Remember the reduction phase is all about 0'ing out the least significant digit. If it's already 0 we do not need to compute $m_0 p$ and $m_1p$ anymore.

This saves us $8 + 2 + 8= 20$ multiplications, which leaves with only $16$ multiplications

If multiplications were the only thing that cost us CPU cycles we should see roughly 2x speedup. However, additions and bit shifts -- although significantly cheaper, are not free. Thus, a reasonable expectation would be to see 1.6-1.8x speedup.

So we compute $(a-b)\times c$, where $a,b\in\Field$ and $c\in S$, 100 times and measure how long it takes.

$S = \Field$
$S$ is 2 least significant digits 0'd out.

cargo bench -p jolt-core --bench challenge_mult_performance

Next we show that this improved multiplication does indeed speed up polynomial binding

cargo bench -p jolt-core --bench binding
cargo bench -p jolt-core --bench binding --features challenge-254-bit

Comparing it against the baseline

Shown below is the diff from bench with the red pdf representing our fast multiplication.

Some Implementation Details

we use $256$ bits to represent big integers and our challenge and the modulus for ark-bn256 uses $254$ bits. Thus, if sampled a 2 limbed $128$ bit integer $x$ and used that as the challenge as is x = [x_1, x_0, 0, 0] we are not guaranteed that $x < p$ which the CIOS algorithm assumes. we use $256$ bits to represent big integers and our challenge and the modulus for ark-bn254 uses $254$ bits. Thus, if sampled a 2 limbed $128$ bit integer $x$ and used that as the challenge as is x = [x_1, x_0, 0, 0] we are not guaranteed that $x < p$ which the CIOS algorithm assumes. So we clear the first 3 bits of $x$ to ensure that $x$ is ALWAYS less than $p$.

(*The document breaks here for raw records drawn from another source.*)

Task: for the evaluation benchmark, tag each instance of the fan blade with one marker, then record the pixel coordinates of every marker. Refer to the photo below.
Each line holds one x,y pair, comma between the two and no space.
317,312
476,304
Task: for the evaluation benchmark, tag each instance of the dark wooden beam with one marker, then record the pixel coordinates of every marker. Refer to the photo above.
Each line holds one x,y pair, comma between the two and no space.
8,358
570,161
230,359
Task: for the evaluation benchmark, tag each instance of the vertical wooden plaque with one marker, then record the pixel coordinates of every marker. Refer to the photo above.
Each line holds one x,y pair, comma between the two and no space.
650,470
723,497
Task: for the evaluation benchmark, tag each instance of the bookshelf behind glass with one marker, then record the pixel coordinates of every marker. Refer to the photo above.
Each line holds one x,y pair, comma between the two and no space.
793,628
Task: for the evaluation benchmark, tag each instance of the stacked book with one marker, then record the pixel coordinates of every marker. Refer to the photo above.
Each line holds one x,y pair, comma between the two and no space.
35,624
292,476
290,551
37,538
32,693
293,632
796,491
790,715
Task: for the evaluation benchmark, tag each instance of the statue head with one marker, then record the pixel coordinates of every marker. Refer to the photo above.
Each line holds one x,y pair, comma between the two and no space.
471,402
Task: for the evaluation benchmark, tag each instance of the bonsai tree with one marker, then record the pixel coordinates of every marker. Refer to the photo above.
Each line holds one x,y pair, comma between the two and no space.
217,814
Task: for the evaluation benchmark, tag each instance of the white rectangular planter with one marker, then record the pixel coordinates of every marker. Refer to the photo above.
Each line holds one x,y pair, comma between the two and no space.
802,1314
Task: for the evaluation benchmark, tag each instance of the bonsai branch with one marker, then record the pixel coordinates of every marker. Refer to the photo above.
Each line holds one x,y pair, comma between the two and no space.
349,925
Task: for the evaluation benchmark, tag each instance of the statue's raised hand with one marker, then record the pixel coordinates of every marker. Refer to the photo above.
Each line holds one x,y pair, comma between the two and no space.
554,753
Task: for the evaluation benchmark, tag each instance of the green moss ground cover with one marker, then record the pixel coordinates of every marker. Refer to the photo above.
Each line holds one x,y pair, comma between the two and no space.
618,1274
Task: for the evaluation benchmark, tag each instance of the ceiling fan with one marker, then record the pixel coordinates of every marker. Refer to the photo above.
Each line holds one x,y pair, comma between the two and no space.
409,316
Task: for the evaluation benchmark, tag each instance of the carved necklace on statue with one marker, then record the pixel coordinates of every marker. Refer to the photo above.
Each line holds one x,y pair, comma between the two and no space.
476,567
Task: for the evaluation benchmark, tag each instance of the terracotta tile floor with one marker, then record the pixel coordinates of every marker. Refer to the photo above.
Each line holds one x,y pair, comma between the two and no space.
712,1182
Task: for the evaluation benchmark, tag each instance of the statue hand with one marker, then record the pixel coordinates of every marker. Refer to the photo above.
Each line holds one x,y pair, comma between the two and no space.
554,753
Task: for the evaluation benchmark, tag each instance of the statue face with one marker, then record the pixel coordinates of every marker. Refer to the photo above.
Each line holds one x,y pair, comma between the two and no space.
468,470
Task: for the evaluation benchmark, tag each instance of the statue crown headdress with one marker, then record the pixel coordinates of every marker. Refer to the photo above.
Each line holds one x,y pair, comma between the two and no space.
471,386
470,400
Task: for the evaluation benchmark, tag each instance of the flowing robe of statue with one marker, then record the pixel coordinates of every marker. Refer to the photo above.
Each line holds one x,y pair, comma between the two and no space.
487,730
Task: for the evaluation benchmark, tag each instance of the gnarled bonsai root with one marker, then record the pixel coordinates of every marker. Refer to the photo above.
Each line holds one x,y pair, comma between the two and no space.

impl<F: JoltField> MontU128Challenge<F> {
pub fn new(value: u128) -> Self {
    // MontU128 can always be represented by 125 bits.
    // This guarantees that the big integer is never greater than the
    // bn254 modulus
    let val_masked = value & (u128::MAX >> 3);
    let low = val_masked as u64;
    let high = (val_masked >> 64) as u64;
    Self {
        value: [0, 0, low, high],
        _marker: PhantomData,
    }
}

pub fn value(&self) -> [u64; 4] {
    self.value
}

pub fn random<R: Rng + ?Sized>(rng: &mut R) -> Self {
		Self::from(rng.gen::<u128>())
	}
}

Footnotes and References

In practice, these protocols are implemented non-interactively using the Fiat-Shamir transform. The verifiers work is restricted to sampling random values.

We have to conditionally subtract from $p$ to get the actual right answer, but this operation is common to both the baseline and our optimisation, so we do not focus on this.

There are optimisations by [?] that improve on this, but the optimisations discussed in this note still apply, so for the sake of simplicity, we describe the Sum-check protocol in its simplest form.